For some reason I won’t qualify, someone who admitted to not having seen the video, read the article or the X-Card document, decided that the X-Card is a stupid thing and that safe spaces are nonsensical bullshit, and accused me of “doing an Sarkeesian”.

For those of you who may not know her, Anita Sarkeesian is a American-Canadian journalist who a few years ago decided to publish a series of videos called Tropes vs.  Women in Videogames. The videos are a study of how videogame culture treats female characters in a toxic way.

Although not all videogames are guilty of that, and Sakeesian’s studies can be scrutinised and debated (like any study by anyone), she was victim of an incredibly vicious intimidation and bullying campaign online. Campaign that we have seen repeated numerous times against other women in the industry in the last few years. This campaign was brutal and dangerous enough that Sarkeesian had to abandon her home, protect her immediate relatives and disappear from Twitter for a while.

Despite all that, she continued with her recordings and has become an important and influencing voice within the feminist movement in videogames culture.

According to this man who doesn’t consider safe spaces something worthy of consideration, “doing a Sarkeesian” means: To see a problem that no one has seen or cared about before and study and expose the motives of why it is a problem without anyone asking and expecting people to consider your arguments.

Let’s ignore for a second that this “gentleman” is commenting on a video and a safety net technique without even looking at it. And admitting he has no intention of watching the video or reading the article.

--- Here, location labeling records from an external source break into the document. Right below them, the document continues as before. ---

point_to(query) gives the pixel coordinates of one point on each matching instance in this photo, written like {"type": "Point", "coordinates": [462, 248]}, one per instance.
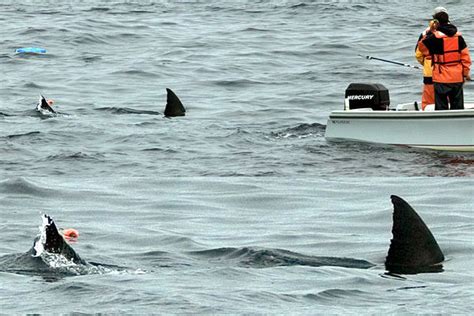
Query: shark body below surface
{"type": "Point", "coordinates": [173, 108]}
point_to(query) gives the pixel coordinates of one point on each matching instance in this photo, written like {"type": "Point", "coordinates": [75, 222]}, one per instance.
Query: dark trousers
{"type": "Point", "coordinates": [453, 91]}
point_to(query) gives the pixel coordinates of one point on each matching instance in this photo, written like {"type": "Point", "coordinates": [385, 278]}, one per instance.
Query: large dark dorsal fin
{"type": "Point", "coordinates": [413, 248]}
{"type": "Point", "coordinates": [174, 107]}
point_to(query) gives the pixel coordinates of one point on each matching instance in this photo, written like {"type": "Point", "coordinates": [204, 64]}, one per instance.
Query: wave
{"type": "Point", "coordinates": [134, 72]}
{"type": "Point", "coordinates": [301, 131]}
{"type": "Point", "coordinates": [264, 258]}
{"type": "Point", "coordinates": [11, 136]}
{"type": "Point", "coordinates": [74, 156]}
{"type": "Point", "coordinates": [23, 187]}
{"type": "Point", "coordinates": [237, 82]}
{"type": "Point", "coordinates": [118, 110]}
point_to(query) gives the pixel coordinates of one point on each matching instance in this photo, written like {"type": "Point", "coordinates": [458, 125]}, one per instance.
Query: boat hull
{"type": "Point", "coordinates": [440, 130]}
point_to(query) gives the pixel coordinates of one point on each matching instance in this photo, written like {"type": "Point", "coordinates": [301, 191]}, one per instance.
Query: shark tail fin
{"type": "Point", "coordinates": [413, 249]}
{"type": "Point", "coordinates": [53, 241]}
{"type": "Point", "coordinates": [173, 107]}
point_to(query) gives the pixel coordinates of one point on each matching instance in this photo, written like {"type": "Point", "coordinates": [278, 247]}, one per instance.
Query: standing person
{"type": "Point", "coordinates": [450, 59]}
{"type": "Point", "coordinates": [427, 96]}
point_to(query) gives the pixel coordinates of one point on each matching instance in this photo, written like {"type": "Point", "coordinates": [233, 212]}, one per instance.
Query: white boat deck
{"type": "Point", "coordinates": [451, 130]}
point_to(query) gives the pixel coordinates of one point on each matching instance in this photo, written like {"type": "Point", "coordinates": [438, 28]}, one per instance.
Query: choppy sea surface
{"type": "Point", "coordinates": [221, 211]}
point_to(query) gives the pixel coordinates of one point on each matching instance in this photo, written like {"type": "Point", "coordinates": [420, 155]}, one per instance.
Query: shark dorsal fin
{"type": "Point", "coordinates": [413, 248]}
{"type": "Point", "coordinates": [43, 104]}
{"type": "Point", "coordinates": [174, 107]}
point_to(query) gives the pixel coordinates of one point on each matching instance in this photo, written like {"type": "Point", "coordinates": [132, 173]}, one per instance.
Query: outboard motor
{"type": "Point", "coordinates": [367, 95]}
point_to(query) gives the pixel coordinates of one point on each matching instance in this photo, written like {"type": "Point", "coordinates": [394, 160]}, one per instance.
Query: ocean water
{"type": "Point", "coordinates": [225, 210]}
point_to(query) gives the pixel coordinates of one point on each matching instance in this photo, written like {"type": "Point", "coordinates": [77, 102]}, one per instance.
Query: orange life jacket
{"type": "Point", "coordinates": [446, 58]}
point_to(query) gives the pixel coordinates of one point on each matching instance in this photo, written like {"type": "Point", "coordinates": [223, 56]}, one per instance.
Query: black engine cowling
{"type": "Point", "coordinates": [367, 95]}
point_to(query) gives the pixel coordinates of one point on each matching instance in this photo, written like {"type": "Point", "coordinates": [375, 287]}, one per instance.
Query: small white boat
{"type": "Point", "coordinates": [405, 125]}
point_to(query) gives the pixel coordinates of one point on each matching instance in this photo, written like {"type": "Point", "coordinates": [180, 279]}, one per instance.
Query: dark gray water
{"type": "Point", "coordinates": [226, 209]}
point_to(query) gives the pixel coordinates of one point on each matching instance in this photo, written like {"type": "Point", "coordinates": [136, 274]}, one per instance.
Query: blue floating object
{"type": "Point", "coordinates": [31, 50]}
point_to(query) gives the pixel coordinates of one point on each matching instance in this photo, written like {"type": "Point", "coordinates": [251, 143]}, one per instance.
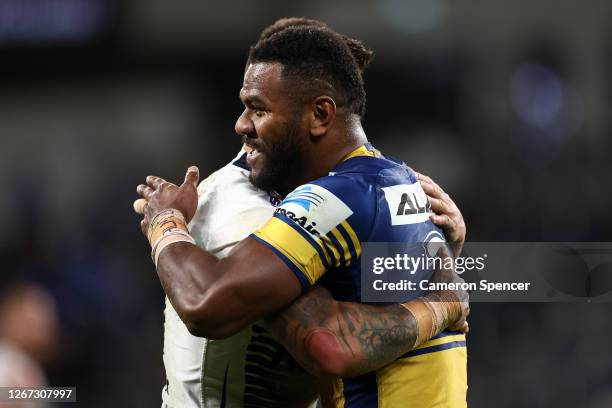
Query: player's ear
{"type": "Point", "coordinates": [323, 114]}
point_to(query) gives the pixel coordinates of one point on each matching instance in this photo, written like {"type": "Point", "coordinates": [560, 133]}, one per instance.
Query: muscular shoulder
{"type": "Point", "coordinates": [229, 208]}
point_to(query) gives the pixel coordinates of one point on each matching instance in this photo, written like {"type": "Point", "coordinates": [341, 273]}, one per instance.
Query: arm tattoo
{"type": "Point", "coordinates": [369, 336]}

Let’s pretend he hasn’t just got his counter-argument out of his ass.

Let’s concentrate in the fact that he implies that “to do a Sarkeesian” is a bad thing.

It took me a while to stop laughing. And believe me I laughed.

Let me see if I have got this one right…

Does he really think that to have the ability to see a problem no one has seen before, the talent and discipline to study that problem in depth and the guts to bring that to the masses, despite the obvious risk is a bad thing?

Does he really think that to have the integrity and desire to do things right and bring change to an industry so more people can enjoy more games in a safer environment is something despicable?

And does he really think that comparing my actions to those of someone I admire and respect as much as Anita Sarkeesian is a form of insult or that it will stop me from doing it again in the future?

I will leave you to answer those questions.